2. Creation Generation, making Alteration.
Having thus, from what our senses are able to discover in the operations of bodies on one another, got the notion of cause and effect, viz. that a cause is that which makes any other thing, either simple idea, substance, or mode, begin to be; and an effect is that which had its beginning from some other thing; the mind finds no great difficulty to distinguish the several originals of things into two sorts:—
First, When the thing is wholly made new, so that no part thereof did ever exist before; as when a new particle of matter doth begin to exist, in RERUM natura, which had before no being, and this we call creation.

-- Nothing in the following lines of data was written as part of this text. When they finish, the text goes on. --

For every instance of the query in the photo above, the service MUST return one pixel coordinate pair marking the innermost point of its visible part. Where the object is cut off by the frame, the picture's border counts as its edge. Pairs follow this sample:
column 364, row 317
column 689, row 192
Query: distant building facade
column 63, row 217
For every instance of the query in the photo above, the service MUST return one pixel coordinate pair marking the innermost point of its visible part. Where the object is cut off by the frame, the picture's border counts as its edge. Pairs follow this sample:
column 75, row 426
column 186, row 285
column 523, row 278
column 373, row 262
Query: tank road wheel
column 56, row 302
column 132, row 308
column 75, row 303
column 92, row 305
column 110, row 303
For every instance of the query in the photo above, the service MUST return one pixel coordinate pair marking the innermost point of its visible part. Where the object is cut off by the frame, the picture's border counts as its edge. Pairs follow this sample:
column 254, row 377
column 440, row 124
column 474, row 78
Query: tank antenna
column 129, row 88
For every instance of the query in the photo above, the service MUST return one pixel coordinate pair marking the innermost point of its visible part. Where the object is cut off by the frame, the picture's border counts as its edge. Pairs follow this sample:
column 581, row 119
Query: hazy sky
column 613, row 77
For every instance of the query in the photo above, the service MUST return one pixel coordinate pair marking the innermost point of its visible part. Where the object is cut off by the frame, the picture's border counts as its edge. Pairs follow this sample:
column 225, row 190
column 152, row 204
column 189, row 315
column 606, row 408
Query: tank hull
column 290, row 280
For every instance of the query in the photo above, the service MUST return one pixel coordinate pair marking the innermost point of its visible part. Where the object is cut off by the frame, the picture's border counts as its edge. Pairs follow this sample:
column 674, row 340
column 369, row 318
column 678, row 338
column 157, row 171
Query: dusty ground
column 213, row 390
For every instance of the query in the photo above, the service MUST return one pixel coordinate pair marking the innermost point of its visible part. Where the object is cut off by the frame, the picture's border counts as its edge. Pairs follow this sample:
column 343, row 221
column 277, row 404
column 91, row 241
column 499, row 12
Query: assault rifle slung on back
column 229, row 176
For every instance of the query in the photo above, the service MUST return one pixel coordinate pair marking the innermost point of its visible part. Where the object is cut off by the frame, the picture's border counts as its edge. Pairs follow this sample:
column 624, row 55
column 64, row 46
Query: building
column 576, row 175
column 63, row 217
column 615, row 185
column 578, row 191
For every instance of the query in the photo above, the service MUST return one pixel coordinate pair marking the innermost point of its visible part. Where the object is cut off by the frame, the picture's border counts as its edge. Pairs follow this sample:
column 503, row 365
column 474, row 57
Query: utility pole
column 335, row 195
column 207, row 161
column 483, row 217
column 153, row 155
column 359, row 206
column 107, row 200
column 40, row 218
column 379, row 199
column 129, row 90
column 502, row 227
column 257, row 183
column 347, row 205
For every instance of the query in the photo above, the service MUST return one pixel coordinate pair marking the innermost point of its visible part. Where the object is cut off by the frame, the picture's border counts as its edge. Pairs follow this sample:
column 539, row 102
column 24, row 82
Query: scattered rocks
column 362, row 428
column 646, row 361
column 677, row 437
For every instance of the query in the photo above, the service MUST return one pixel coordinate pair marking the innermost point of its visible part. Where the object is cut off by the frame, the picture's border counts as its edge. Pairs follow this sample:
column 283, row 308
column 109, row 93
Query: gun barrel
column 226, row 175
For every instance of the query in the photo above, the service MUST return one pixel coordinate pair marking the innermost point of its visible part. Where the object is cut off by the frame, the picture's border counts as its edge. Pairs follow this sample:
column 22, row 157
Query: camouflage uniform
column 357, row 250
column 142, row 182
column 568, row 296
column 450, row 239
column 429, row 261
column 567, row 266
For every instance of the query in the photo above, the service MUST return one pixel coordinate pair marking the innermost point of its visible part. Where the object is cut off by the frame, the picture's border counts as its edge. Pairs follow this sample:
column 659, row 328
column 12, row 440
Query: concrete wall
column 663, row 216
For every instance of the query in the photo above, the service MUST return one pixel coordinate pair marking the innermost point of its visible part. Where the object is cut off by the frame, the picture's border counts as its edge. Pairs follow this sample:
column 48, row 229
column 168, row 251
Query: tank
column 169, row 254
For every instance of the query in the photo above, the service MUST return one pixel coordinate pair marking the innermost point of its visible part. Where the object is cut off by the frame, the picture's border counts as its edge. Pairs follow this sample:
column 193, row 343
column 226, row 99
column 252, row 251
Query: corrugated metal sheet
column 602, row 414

Secondly, When a thing is made up of particles, which did all of them before exist; but that very thing, so constituted of pre-existing particles, which, considered all together, make up such a collection of simple ideas, had not any existence before, as this man, this egg, rose, or cherry, &c. And this, when referred to a substance, produced in the ordinary course of nature by internal principle, but set on work by, and received from, some external agent, or cause, and working by insensible ways which we perceive not, we call generation. When the cause is extrinsical, and the effect produced by a sensible separation, or juxta-position of discernible parts, we call it making; and such are all artificial things. When any simple idea is produced, which was not in that subject before, we call it alteration. Thus a man is generated, a picture made; and either of them altered, when any new sensible quality or simple idea is produced in either of them, which was not there before: and the things thus made to exist, which were not there before, are effects; and those things which operated to the existence, causes. In which, and all other cases, we may observe, that the notion of cause and effect has its rise from ideas received by sensation or reflection; and that this relation, how comprehensive soever, terminates at last in them. For to have the idea of cause and effect, it suffices to consider any simple idea or substance, as beginning to exist, by the operation of some other, without knowing the manner of that operation.
3. Relations of Time.
Time and place are also the foundations of very large relations; and all finite beings at least are concerned in them. But having already shown in another place how we get those ideas, it may suffice here to intimate, that most of the denominations of things received from time are only relations. Thus, when any one says that Queen Elizabeth lived sixty-nine, and reigned forty-five years, these words import only the relation of that duration to some other, and mean no more but this, That the duration of her existence was equal to sixty-nine, and the duration of her government to forty-five annual revolutions of the sun; and so are all words, answering, how long?